Research shows that this cluster of modifiable factors can increase the risk of developing type 2 diabetes and heart disease. It is therefore important that these cardiometabolic risk factors are measured regularly in order to assess the risk of type 2 diabetes and heart disease.

Cardiometabolic factors rated high
Results released this week from the Shape of the Nations 2007 survey show that about three-quarters of physicians rate classical cardiometabolic risk factors such as type 2 diabetes, high blood pressure, smoking and high LDL-cholesterol ("bad" cholesterol) levels as the highest risk factors for heart disease.

However, they are less likely to state a high level of concern for emerging cardiometabolic risk factors that put their patients at risk, such as abdominal obesity, high levels of triglycerides in the blood and low levels of HDL-cholesterol ("good" cholesterol).

The survey also demonstrates that only six percent of the general population and 11 percent of at-risk patients recognise that type 2 diabetes is a cardiometabolic risk factor. Furthermore, only about one in three at-risk patients reported that their doctor or nurse had ever measured emerging cardiometabolic risk factors.

Shape of the Nations 2007
Over 11 000 people across 28 countries took part in the Shape of the Nations 2007 Survey. This included 381 people from South Africa.

The survey assessed awareness, understanding and behaviours with respect to cardiometabolic risk factors across three groups: primary care physicians, a population at risk for heart disease and the general population.

A high percentage of primary care physicians were able to identify classical cardiometabolic risk factors for heart disease.

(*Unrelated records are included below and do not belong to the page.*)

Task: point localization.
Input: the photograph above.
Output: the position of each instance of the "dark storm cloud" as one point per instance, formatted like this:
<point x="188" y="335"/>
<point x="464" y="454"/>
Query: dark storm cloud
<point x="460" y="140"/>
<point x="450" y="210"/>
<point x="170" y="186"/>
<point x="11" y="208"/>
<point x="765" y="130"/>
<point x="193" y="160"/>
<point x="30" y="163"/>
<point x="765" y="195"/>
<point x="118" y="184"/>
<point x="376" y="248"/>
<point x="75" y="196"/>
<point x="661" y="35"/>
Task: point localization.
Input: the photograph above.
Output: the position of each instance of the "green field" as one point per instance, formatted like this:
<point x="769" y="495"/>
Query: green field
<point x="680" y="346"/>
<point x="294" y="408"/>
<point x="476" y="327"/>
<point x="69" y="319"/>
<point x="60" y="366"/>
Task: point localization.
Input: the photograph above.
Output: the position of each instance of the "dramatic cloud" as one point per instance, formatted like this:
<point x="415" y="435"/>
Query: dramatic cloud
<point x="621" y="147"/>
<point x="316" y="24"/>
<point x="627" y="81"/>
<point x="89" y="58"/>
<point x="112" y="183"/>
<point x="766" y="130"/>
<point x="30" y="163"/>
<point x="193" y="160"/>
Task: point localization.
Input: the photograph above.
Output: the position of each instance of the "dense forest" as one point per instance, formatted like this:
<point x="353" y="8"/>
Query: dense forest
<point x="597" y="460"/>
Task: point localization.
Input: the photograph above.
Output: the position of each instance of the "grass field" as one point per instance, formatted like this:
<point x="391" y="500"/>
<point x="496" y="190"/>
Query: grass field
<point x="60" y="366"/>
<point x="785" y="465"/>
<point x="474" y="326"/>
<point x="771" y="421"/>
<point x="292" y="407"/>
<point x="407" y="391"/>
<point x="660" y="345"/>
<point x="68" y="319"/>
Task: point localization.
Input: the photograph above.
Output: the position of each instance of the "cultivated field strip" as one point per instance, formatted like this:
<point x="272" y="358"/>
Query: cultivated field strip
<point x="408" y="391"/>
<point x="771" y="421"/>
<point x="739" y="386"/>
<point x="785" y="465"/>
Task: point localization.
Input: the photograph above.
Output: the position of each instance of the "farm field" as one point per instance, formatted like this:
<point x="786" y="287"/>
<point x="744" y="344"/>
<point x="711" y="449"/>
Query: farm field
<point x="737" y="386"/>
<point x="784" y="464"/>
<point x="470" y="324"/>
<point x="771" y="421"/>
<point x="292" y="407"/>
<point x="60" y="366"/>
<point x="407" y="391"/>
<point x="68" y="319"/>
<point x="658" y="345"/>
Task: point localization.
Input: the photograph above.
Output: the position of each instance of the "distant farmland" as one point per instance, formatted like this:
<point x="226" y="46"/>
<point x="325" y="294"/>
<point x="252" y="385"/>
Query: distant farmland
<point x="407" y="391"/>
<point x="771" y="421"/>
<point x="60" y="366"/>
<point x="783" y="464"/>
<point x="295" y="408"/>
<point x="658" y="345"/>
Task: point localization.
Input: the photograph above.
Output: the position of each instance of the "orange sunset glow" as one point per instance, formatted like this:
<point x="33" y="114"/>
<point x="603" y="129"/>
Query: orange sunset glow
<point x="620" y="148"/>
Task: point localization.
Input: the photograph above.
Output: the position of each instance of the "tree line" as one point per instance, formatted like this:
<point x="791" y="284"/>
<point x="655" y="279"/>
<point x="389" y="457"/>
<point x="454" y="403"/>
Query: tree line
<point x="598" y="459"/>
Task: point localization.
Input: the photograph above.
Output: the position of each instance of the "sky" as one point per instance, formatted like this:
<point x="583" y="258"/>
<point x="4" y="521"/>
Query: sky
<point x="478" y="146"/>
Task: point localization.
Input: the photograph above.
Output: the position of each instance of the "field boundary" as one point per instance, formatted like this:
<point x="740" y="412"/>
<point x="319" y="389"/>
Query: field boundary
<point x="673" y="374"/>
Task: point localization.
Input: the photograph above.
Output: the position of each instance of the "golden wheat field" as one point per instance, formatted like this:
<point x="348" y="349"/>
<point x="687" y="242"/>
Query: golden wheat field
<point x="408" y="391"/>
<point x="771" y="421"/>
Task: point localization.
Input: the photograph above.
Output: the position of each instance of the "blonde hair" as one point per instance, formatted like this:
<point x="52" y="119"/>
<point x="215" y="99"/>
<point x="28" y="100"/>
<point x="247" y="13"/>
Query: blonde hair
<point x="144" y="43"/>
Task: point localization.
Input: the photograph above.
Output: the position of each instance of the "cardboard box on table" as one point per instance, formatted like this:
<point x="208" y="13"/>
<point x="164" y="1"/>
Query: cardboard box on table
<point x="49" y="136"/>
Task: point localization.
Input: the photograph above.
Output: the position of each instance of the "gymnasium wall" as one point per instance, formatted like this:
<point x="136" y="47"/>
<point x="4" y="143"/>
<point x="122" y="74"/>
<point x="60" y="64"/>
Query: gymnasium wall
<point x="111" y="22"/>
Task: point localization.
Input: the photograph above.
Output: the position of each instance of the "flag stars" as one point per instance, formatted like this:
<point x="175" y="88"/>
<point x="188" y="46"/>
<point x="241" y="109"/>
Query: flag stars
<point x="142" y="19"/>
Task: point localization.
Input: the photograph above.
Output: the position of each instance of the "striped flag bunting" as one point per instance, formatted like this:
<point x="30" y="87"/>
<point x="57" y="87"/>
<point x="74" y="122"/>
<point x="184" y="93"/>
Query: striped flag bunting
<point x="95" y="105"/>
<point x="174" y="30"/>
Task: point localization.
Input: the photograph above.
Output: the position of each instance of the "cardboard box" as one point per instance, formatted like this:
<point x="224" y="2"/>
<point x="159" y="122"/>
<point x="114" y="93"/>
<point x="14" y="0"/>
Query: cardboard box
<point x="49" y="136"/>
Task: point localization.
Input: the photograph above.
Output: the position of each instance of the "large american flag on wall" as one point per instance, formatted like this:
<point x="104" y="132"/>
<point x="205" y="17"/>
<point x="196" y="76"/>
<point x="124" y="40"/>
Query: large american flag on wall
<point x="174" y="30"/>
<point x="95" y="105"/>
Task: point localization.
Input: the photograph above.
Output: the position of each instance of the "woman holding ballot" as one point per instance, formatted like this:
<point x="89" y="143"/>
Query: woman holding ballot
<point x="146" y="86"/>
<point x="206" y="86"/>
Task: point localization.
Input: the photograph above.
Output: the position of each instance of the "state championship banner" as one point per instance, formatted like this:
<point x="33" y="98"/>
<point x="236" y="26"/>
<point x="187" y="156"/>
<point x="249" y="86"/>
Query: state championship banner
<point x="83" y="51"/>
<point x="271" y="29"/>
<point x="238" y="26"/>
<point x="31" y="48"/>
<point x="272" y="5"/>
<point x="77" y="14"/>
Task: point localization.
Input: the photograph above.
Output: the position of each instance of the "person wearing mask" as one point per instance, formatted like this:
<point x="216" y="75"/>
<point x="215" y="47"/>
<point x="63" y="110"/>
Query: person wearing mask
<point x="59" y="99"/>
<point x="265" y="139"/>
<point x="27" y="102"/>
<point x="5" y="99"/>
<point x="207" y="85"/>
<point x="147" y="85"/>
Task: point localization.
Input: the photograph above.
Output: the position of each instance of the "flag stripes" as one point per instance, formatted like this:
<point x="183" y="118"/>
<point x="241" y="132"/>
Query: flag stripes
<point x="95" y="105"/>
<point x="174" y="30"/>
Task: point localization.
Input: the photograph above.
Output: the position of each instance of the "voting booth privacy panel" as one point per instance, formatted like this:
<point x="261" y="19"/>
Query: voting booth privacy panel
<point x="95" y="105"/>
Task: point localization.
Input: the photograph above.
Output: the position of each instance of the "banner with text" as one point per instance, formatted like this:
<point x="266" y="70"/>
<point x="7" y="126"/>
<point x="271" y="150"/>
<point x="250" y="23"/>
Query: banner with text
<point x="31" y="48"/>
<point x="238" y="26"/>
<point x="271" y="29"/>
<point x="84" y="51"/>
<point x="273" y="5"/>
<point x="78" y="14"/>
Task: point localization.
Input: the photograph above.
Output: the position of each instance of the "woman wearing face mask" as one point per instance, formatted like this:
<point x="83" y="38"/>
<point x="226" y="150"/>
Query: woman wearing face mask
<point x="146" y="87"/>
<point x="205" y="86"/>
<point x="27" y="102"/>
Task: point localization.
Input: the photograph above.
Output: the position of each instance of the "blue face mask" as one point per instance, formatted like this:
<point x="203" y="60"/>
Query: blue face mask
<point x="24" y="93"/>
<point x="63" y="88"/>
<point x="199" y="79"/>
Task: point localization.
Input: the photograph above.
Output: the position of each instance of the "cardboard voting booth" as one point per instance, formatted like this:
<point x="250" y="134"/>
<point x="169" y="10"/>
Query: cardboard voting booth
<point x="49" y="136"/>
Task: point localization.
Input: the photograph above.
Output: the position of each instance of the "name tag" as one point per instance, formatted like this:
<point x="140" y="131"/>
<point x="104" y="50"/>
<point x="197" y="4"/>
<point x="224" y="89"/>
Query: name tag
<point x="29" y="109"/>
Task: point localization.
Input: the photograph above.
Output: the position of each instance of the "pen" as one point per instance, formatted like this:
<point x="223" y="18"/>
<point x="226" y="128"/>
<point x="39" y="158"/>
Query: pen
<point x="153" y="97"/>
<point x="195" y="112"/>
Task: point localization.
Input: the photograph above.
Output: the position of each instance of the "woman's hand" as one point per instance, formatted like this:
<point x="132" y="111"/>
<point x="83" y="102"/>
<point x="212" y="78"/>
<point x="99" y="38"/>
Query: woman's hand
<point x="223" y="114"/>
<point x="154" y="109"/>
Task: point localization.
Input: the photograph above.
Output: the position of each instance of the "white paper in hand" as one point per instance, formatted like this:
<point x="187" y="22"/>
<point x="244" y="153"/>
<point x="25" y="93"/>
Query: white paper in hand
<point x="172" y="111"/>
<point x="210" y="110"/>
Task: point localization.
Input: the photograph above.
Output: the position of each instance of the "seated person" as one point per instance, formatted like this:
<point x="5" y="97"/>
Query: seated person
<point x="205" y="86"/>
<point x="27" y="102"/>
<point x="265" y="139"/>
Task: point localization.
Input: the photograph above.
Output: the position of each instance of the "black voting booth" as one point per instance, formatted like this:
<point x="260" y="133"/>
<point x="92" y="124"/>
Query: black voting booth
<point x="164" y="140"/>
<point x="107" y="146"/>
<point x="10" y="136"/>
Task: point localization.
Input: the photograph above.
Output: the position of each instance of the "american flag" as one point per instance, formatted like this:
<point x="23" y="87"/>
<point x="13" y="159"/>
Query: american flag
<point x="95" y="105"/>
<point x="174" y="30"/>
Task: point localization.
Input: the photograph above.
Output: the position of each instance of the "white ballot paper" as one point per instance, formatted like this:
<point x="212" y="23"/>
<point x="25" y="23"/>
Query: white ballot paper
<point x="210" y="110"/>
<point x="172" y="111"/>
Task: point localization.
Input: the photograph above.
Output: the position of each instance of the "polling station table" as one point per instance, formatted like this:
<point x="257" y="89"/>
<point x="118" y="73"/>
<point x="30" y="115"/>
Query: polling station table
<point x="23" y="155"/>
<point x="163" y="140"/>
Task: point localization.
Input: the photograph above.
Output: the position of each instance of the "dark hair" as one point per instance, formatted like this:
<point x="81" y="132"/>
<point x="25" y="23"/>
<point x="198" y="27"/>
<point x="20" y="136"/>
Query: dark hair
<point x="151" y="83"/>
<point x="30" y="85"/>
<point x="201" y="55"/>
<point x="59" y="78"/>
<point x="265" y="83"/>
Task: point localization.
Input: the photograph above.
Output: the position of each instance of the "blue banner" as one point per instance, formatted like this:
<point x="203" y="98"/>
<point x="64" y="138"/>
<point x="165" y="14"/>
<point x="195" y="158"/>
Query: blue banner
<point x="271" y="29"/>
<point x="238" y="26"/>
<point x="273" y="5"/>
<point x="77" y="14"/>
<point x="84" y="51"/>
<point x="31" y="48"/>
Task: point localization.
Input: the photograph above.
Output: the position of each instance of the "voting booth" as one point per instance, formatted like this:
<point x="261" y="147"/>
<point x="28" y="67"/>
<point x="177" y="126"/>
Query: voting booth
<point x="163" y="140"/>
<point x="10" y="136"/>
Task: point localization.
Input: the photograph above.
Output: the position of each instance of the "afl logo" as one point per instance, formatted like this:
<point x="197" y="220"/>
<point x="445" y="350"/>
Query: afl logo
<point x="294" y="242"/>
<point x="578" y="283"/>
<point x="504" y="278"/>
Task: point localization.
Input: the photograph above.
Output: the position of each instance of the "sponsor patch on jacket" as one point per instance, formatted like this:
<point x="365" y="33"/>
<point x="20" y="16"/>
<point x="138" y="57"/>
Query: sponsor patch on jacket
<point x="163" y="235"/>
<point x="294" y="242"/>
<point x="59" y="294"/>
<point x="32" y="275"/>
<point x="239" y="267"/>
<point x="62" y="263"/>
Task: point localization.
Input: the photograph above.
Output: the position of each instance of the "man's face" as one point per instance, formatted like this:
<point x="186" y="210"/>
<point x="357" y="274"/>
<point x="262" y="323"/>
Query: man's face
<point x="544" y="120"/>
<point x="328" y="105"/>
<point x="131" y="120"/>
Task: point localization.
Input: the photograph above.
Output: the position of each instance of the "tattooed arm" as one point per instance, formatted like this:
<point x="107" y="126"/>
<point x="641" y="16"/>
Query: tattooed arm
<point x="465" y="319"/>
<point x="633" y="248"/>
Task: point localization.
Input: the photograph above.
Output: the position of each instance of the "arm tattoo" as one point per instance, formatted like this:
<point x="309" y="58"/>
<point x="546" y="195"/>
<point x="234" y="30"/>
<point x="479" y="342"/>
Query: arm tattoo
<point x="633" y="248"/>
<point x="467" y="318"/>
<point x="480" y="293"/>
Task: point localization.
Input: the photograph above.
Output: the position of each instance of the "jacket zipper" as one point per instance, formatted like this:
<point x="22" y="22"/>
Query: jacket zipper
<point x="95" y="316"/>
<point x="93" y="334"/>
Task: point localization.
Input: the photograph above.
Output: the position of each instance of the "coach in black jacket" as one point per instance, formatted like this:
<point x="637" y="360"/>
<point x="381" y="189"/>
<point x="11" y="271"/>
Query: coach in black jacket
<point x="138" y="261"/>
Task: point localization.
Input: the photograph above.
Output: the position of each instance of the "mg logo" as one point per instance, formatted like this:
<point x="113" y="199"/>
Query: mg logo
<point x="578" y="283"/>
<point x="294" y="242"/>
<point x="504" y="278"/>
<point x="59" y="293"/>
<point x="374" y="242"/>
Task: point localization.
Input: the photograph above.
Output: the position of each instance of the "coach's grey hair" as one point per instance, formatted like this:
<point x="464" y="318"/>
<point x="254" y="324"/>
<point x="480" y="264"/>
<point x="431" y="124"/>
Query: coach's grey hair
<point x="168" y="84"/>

The survey showed that, in South Africa, high blood pressure is recognised by 89 percent of primary care physicians as a risk factor, followed by high blood sugar at 88 percent, obesity at 82 percent and smoking at 78 percent.

However, when it comes to recognising emerging risk factors, only 36 percent of physicians recognised abdominal obesity as a cardiometabolic risk factor, while 30 percent recognised high levels of triglycerides in the blood and 23 percent recognised low levels of HDL cholesterol as cardiometabolic risk factors.

The Shape of the Nations is a joint initiative between sanofi-aventis, the WHF, the International Association for the Study if Obesity and the International Diabetes Federation.